Quick note for addPrediction: it updates only the local information, not
the rest of the machines in the cluster. -sc

--
Sean Chittenden
[mod_backhand-users] cluster distribution question [ In reply to ]
Sean Chittenden wrote:
>
> > > Add byCost if at all possible because it uses the Ariba #. If
> > > they machines you're working with are all doing the same thing, then
> > > try:
> > >
> > >
> > > Backhand byAge 3
> > > # BackhandFromSO libexec/byHostname.so byHostname www
> > > Backhand byLogWindow
> > > Backhand byCost
> > > Backhand addPrediction
> > >
> > > If you want only your machines with www in their name, then
> > > uncomment the previous line. Cost + Prediction = VERY good thing. ;)
> >
> > Can someone please elaborate on addPrediction? I've seen it in the
> > builtins.c and am at a loss at what it's doing (other than the fact it's
> > adding on to the load value of some server).
>
> In a nutshell:
>
> byCost: a request on a big IBM RS6000 is going to cost less than a
> request on an old 386 SX33 Mhz system. byCost uses the arriba
> number to take this into account and send reuqests to the RS6000
> if both systems have a load of 0.00

Ok, so it uses the system load and the arriba number to figure the cost?
anything else, like cpu idle or memory consumption?


>
> addPrediction:
> if for somereason a server gets railed with requests,
> addPrediction will update the information for a host in the
> interim second before the next update from the rest of the
> backhand cluster. This is only really useful for sites that are
> under heavey traffic and in 1 second the state of the
> network/servers can/has changed dramatically.
>
> Make sense? -sc
>
> --
> Sean Chittenden
>
> _______________________________________________
> backhand-users mailing list
> backhand-users@lists.backhand.org
> http://lists.backhand.org/mailman/listinfo/backhand-users

--
Monte Ohrt <monte@ispi.net>
http://www.ispi.net/
[mod_backhand-users] cluster distribution question [ In reply to ]
> > > > Add byCost if at all possible because it uses the Ariba #. If
> > > > they machines you're working with are all doing the same thing, then
> > > > try:
> > > >
> > > >
> > > > Backhand byAge 3
> > > > # BackhandFromSO libexec/byHostname.so byHostname www
> > > > Backhand byLogWindow
> > > > Backhand byCost
> > > > Backhand addPrediction
> > > >
> > > > If you want only your machines with www in their name, then
> > > > uncomment the previous line. Cost + Prediction = VERY good thing. ;)
> > >
> > > Can someone please elaborate on addPrediction? I've seen it in the
> > > builtins.c and am at a loss at what it's doing (other than the fact it's
> > > adding on to the load value of some server).
> >
> > In a nutshell:
> >
> > byCost: a request on a big IBM RS6000 is going to cost less than a
> > request on an old 386 SX33 Mhz system. byCost uses the arriba
> > number to take this into account and send reuqests to the RS6000
> > if both systems have a load of 0.00
>
> Ok, so it uses the system load and the arriba number to figure the cost?
> anything else, like cpu idle or memory consumption?
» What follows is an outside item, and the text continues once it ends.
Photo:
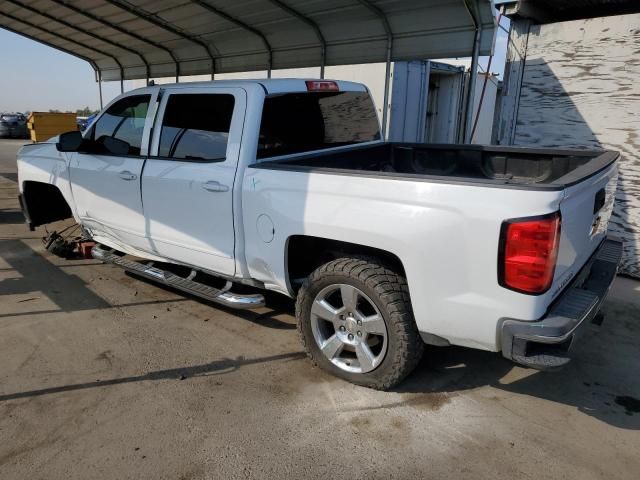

I believe so.... yeah, it looks like it takes cpu, ammount of memory
available, and arriba and mixes it in an academically proven/studied (?)
algorythm to figure out what server is best to use. Prediction updates
internal data so that if you get 1000 requests in a sec, you don't all
send them to one server (or might depending on the HP of that one
server). -sc

PS Theo, can you update the permissions for wackamole? anoncvs
can't get a directory lock in /storage/cvs/munjal/wacamole. Thanks.

--
Sean Chittenden
[mod_backhand-users] cluster distribution question [ In reply to ]
Hi,

A bit of update about the byCost and what's behind it.
The byCost function assigns a cost to each available resource according to
the Cost-Benefit Framework, a concept originally developed at Johns Hopkins by
Baruch Awerbuch and adapted to practice by several of us practical guys at Hopkins.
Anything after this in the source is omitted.